A 1-methylethyl substituent takes precedence over an ethyl substituent. Connected to the first carbon atom, ethyl only has one other carbon, whereas the 1-methylethyl has two carbon atoms attached to the first; this is the first point of difference. Therefore, 1-methylethyl ranks higher in priority than ethyl, as shown below:

However:

Remember that being double or triple bonded to an atom means that the atom is connected to the same atom twice. In such a case, follow the same method as above.

Caution!!
Keep in mind that priority is determined by the first point of difference along the two similar substituent chains. After the first point of difference, the rest of the chain is irrelevant.

When looking for the first point of difference on similar substituent chains, one may encounter branching. If there is branching, choose the branch that is higher in priority. If the two substituents have similar branches, rank the elements within the branches until a point of difference.

After all your substituents have been prioritized in the correct manner, you can now name/label the molecule R or S.

Put the lowest priority substituent in the back (dashed line).
Proceed from 1 to 2 to 3. (it is helpful to draw or imagine an arcing arrow that goes from 1--> 2-->3)
Determine if the direction from 1 to 2 to 3 clockwise or counterclockwise.

i) If it is clockwise it is R.
ii) if it is counterclockwise it is S.

USE YOUR MODELING KIT: Models assist in visualizing the structure. When using a model, make sure the lowest priority is pointing away from you. Then determine the direction from the highest priority substituent to the lowest: clockwise (R) or counterclockwise (S).

IF YOU DO NOT HAVE A MODELING KIT: remember that the dashes mean the bond is going into the screen and the wedges means that bond is coming out of the screen. If the lowest priority bond is not pointing to the back, mentally rotate it so that it is. However, it is very useful when learning organic chemistry to use models.

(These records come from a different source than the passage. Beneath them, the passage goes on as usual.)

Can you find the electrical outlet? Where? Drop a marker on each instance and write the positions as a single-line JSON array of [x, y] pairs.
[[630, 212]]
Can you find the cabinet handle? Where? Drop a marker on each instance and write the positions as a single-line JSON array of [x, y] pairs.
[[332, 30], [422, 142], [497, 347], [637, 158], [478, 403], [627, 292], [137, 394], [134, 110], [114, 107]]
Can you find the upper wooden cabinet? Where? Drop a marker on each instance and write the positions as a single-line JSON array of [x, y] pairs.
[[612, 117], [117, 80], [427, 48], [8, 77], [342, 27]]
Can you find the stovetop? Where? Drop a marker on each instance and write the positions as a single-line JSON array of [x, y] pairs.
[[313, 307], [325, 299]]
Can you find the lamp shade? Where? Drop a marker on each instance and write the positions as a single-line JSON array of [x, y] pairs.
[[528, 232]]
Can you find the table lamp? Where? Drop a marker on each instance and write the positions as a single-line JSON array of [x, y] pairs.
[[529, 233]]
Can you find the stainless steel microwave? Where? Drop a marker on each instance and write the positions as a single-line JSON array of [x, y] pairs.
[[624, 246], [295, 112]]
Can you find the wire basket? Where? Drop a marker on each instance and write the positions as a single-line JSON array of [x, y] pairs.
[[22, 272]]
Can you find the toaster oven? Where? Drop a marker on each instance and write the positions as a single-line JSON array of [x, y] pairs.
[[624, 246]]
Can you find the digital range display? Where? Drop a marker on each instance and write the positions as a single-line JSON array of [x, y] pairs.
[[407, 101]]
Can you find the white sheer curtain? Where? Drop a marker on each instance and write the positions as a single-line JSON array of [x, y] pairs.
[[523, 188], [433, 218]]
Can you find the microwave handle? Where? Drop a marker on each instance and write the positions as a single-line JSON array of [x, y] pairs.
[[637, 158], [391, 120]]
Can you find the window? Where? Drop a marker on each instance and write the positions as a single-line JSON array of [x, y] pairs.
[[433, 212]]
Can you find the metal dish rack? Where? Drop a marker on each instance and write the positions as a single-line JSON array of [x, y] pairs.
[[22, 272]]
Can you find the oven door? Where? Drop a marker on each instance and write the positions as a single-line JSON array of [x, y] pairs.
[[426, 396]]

If you have a modeling kit use it to help you solve the following practice problems.

Problems

Are the following R or S?

newest problems.JPG

Solutions

S: I > Br > F > H. The lowest priority substituent, H, is already going towards the back. It turns left going from I to Br to F, so it's a S.
R: Br > Cl > CH₃ > H. You have to switch the H and Br in order to place the H, the lowest priority, in the back. Then, going from Br to Cl, CH₃ is turning to the right, giving you a R.
Neither R or S: This molecule is achiral. Only chiral molecules can be named R or S.
R: OH > CN > CH₂NH₂ > H. The H, the lowest priority, has to be switched to the back. Then, going from OH to CN to CH₂NH₂, you are turning right, giving you a R.
(5) S: $- COOH$ > $- {CH}_{2}^{} OH$ > $C \equiv CH$ > $H$ . Then, going from $- COOH$ to $- {CH}_{2}^{} OH$ to $- C \equiv CH$ you are turning left, giving you a S configuration.